“An insistence on the subversive potential of tradition is valuable in a culture where self-styled ‘traditionalism’ is more often than not invoked in the service of reaction. But there are problems about privileging the notion of unsettlement as much as Williams does.
“Tradition on this account can seem a never ending argumentative seminar, constant upheaval without any point of rest or leverage. Yet if unsettlement is built into the vocabulary of Christian self-understanding, there is also a venerable Christian vocabulary of solidity, dependability, confidence in a faith once revealed to the saints, tradition as a rock. Argument has its limits. The believer is not always to be at the mercy of the scholars, and there must be ways of deciding when at last a particular problem has reached resolution, an argument has come to an end.

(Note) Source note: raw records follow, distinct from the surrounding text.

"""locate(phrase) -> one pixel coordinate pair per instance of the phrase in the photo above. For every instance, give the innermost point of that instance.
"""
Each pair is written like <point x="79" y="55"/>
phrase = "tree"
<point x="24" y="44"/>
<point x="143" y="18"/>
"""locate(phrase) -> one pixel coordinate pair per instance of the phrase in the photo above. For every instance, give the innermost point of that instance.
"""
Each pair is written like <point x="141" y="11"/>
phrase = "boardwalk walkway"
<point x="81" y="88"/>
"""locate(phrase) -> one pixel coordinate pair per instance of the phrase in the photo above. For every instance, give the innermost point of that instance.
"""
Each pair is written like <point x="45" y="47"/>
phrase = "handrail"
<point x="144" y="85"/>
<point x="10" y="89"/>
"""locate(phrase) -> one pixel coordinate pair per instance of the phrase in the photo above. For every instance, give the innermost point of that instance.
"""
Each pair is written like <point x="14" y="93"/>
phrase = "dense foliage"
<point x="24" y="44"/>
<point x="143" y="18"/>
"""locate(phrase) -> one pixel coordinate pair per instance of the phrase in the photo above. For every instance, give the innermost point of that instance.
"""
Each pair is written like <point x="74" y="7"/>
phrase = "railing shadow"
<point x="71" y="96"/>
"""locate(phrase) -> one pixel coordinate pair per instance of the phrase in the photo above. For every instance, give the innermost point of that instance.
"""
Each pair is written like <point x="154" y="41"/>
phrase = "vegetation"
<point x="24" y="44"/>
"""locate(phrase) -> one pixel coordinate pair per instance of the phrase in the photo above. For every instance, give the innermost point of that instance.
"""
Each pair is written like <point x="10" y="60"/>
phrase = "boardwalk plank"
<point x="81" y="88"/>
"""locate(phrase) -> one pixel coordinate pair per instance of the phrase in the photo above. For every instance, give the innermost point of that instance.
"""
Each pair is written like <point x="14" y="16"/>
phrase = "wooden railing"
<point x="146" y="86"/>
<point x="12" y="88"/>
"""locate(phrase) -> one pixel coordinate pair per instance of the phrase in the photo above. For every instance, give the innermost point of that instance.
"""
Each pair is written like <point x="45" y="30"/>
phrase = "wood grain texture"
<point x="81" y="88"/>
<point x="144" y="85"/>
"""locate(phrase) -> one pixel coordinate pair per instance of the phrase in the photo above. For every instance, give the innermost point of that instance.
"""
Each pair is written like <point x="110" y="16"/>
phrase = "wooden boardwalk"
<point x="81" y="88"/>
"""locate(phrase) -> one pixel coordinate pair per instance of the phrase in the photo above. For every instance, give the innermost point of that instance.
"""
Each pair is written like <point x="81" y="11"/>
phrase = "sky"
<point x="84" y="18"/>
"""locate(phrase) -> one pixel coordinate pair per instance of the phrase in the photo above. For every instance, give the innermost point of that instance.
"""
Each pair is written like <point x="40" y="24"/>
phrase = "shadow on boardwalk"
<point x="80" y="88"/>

“In Rowan Williams the see of Canterbury has its best theologian since St Anselm. As it happens, the new Pope is probably the best theologian to hold the see of Peter since almost as long. Like Archbishop Williams, Benedict XVI is steeped in patristic thought and much given to reflection on the religious value of the past. In his new role, however, Joseph Ratzinger embodies a quite different set of emphases and affirmations, an understanding of tradition precisely as settlement, his office an embodiment of the Church’s confidence that the voice of Christ is, at least occasionally, heard in answers as well as questions. Ratzinger on Williams on the past: now what a seminar that would be.”
Eamon Duffy, reviewing Why study the past? The quest for the historical Church, by Rowan Williams, Times literary supplement no. 5340 (5 August 2005): 25.